The American media, The Athletic, predicted on the 5th (Korean time) whether Kim Ha-seong will be able to win the Gold Glove. He said that despite San Diego’s inconsistent batting ability, he was consistently active in defense, and that Ha-seong Kim was at the center of it.스포츠토토
The Gold Glove is an award given to a total of 20 people, 10 of whom played the best defense in each position and utility player in the two major leagues in MLB. It is a method of selecting the winner by adding the votes (75%) of managers and coaching staff of 30 clubs and the defensive index (SDI 25%) developed by the Association for American Baseball Research (SABR).
Kim Ha-seong, who was nominated for the NL shortstop last year, was not honored with the award because he was pushed by Dansby Swanson (Chicago Cubs).

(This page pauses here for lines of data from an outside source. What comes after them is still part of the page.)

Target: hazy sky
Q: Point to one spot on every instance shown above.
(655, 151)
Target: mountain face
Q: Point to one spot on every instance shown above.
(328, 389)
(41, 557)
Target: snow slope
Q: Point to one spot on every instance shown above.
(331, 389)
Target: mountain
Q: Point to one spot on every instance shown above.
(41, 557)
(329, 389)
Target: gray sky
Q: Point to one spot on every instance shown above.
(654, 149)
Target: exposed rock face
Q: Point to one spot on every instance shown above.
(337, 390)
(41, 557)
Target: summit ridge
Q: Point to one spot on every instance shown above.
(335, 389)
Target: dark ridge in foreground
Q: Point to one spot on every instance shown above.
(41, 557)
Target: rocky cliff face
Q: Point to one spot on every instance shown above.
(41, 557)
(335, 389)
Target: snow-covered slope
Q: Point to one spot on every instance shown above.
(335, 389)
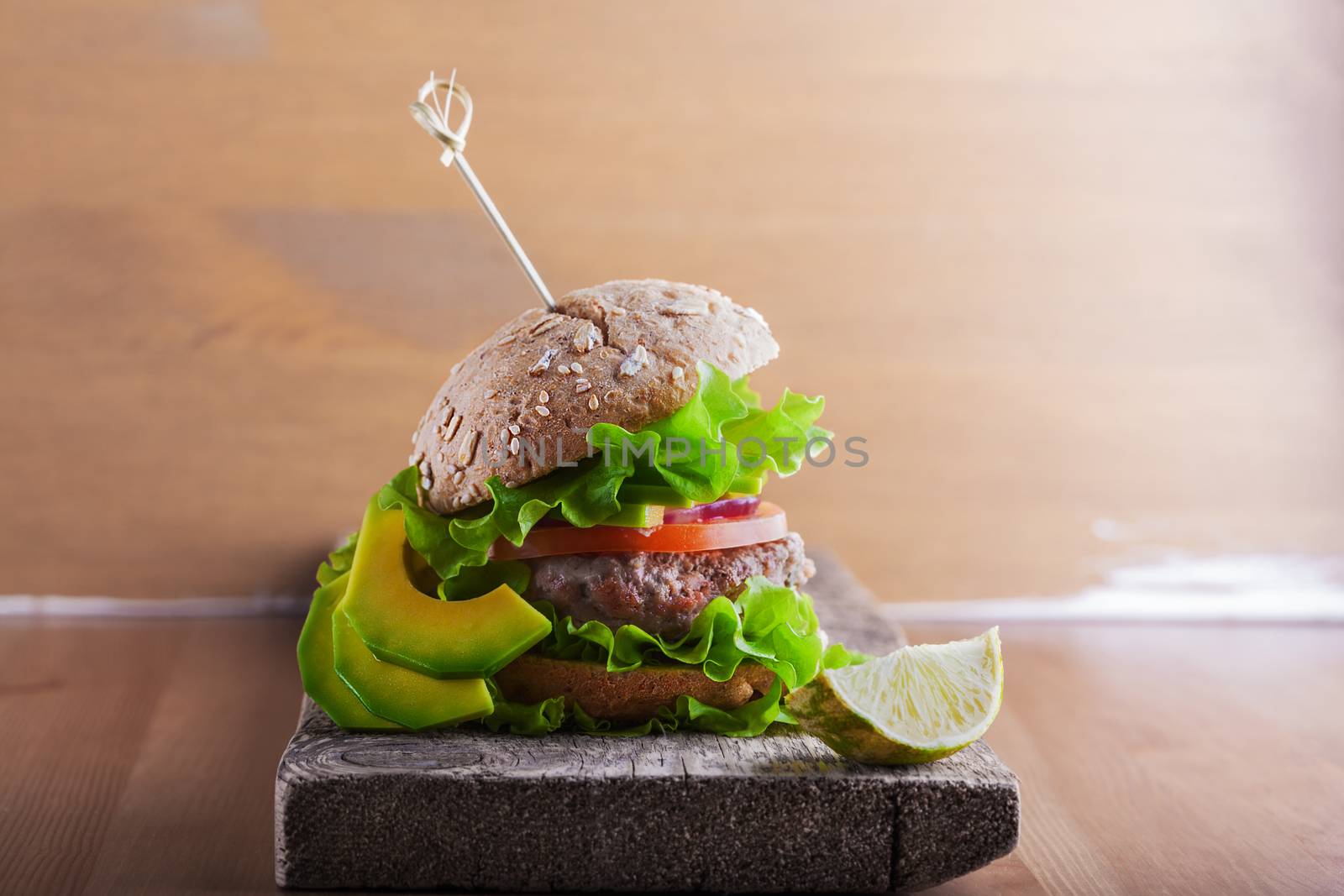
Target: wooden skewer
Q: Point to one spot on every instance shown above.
(433, 118)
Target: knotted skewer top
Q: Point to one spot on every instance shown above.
(434, 120)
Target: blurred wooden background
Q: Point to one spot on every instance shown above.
(1074, 270)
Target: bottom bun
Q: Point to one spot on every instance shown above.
(627, 696)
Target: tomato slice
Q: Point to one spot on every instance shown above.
(766, 524)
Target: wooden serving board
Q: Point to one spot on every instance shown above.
(467, 809)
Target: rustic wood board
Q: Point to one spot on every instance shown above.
(468, 809)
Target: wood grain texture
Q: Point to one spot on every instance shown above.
(1057, 262)
(1152, 758)
(467, 809)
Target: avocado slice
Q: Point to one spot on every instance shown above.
(319, 674)
(401, 694)
(441, 638)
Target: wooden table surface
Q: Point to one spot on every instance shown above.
(1062, 264)
(1152, 759)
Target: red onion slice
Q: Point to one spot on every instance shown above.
(723, 510)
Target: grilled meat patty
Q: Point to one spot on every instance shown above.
(660, 593)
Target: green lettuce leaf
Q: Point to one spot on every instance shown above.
(719, 416)
(338, 562)
(769, 624)
(690, 714)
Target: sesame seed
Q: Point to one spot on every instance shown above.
(638, 360)
(586, 338)
(687, 307)
(468, 450)
(543, 362)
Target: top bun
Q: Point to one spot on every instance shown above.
(622, 352)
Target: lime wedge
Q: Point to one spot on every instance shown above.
(916, 705)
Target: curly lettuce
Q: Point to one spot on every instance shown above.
(739, 438)
(768, 624)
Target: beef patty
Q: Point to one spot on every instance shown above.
(660, 593)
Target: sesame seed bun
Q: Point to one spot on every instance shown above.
(627, 696)
(622, 352)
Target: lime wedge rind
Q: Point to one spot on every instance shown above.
(917, 705)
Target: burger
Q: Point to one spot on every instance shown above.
(581, 537)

This year, while Zander Bogatz has secured the position of shortstop, Kim Ha-seong has moved to second base, but he is evaluated to be playing the best defense in the league. Based on this, The Athletic is recording the highest DRS (Defensive Run Save) of 13 while occupying all three positions, and OAA (Outs Above Average) of 5, which is league 2 in this category. He gave evidence that he was second in the team after Wie Bogatz (7).
Then, the media explained, “Ha-seong Kim initially expected potential on the offensive side at the time of signing with San Diego, but he can become the first Korean player to win the best defense award in the big leagues.” Ha-seong Kim also said, “At first, I didn’t think I would become a gold glove here,” but “As I entered my third year, I started to realize that I could win an award. If I work hard, the reward will follow.”
He thought the same was true of his teammates who looked directly at him while playing on the same team. “It doesn’t matter where you are. He wants to be the best defender,” said Manny Machado, a two-time Gold Glove winner and close friend of Ha-Sung Kim. “I learned from two people (defensive coach and Machado), but in the end it came out of him. That’s what he wanted.”
Machado expressed doubts about Ha-sung Kim not receiving the Gold Glove last year. “This year will definitely be his year,” he said.
Previously, San Diego manager Bob Melvin expressed the same expectations as Machado. He said, “It’s really amazing. As a shortstop, I’m familiar with everything, but now I look like a gold glove at second base.”
Ha-seong Kim also shows satisfaction in playing as a second baseman. One of the reasons for this was that he could throw from any position with less throwing burden compared to shortstops, which gave him a wider range of defense.
“It took him some time to get comfortable,” said Melvin, but said that the team’s internal defense index for Kim Ha-sung was evaluated as favorably as DRS.
Ichiro Suzuki (Japan, outfielder) is the only Asian player to have won the MLB Gold Glove. If you narrow down the range to infielders, there was not a single player. Last year, Kim Ha-seong was the first to be nominated for the final nomination. Ha-seong Kim is putting on a rain show every day to write a new history in Asian baseball.